Marquette University School of Dentistry, Department of Basic Sciences, 604 North 16th Street, Milwaukee, WI 53233, U.S.A.
Abstract:
Bovine adrenal chromaffin cells were incubated with inorganic thiophosphate, using a protocol similar to experiments with inorganic phosphate, in order to determine the source of previously observed thiophosphoproteins. Incubation of cultured cells with [35S]thiophosphate resulted in its incorporation into cell constituents within 2 min. SDS PAGE of the treated cells showed incorporation of label into a broad 97–121 kDa band that was evident after 5 min of treatment and increased progressively to the 40 min exposure limit. Monolayers of chronically treated cells were fractionated into subcellular constituents. The only particulate fraction containing radiolabelled proteins was the chromaffin vesicle fraction.

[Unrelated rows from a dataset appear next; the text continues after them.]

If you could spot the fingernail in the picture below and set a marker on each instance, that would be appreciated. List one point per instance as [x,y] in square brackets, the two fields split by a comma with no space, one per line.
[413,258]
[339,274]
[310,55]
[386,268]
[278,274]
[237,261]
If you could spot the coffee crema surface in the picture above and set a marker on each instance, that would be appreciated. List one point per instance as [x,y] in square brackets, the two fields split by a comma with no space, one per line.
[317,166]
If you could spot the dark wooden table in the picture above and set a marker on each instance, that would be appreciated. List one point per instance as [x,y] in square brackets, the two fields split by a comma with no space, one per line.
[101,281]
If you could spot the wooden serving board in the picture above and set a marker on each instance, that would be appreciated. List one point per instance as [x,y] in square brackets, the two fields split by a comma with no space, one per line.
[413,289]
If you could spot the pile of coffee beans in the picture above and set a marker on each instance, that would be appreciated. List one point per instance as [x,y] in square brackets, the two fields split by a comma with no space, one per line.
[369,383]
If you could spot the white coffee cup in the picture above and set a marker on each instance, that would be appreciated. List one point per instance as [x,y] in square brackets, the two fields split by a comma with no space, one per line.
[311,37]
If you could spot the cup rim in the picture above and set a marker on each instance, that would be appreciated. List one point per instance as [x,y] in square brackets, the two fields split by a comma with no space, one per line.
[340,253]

Two-dimensional electrophoresis of the treated cells and isolated chromaffin vesicles showed a majority of proteins in the acidic region of the first dimension gel. A fluorogram of the gel revealed two regions of radiolabelled proteins at acidic and neutral regions of the 2-D gel. These were within the boundaries of the 97–121 kDa band. The thiophosphorylated proteins were released as soluble proteins upon osmotic or freeze-thaw lysis of the vesicles. Chromaffin vesicles isolated from either cultured cells or adrenal medulla tissue were energized by 2 mM ATP but not by the analog adenosine 5′-O-(3-thiotriphosphate). The 97–121 kDa proteins in intact or lysed vesicles prepared from adrenal medulla tissue were not thiophosphorylated by either inorganic thiophosphate or adenosine 5′-O-(3-thiotriphosphate) in the presence or absence of energization by ATP. Nearly complete loss of radiolabel from matrix proteins treated with chondroitinase ABC suggests that it is a component of vesicle proteoglycans.
The results demonstrate that chromaffin vesicle matrix proteins are rapidly and intensely thiophosphorylated in cultured chromaffin cells but not in isolated vesicles. The data suggest that phosphorylation must play an important role in the normal function of these vesicle proteins.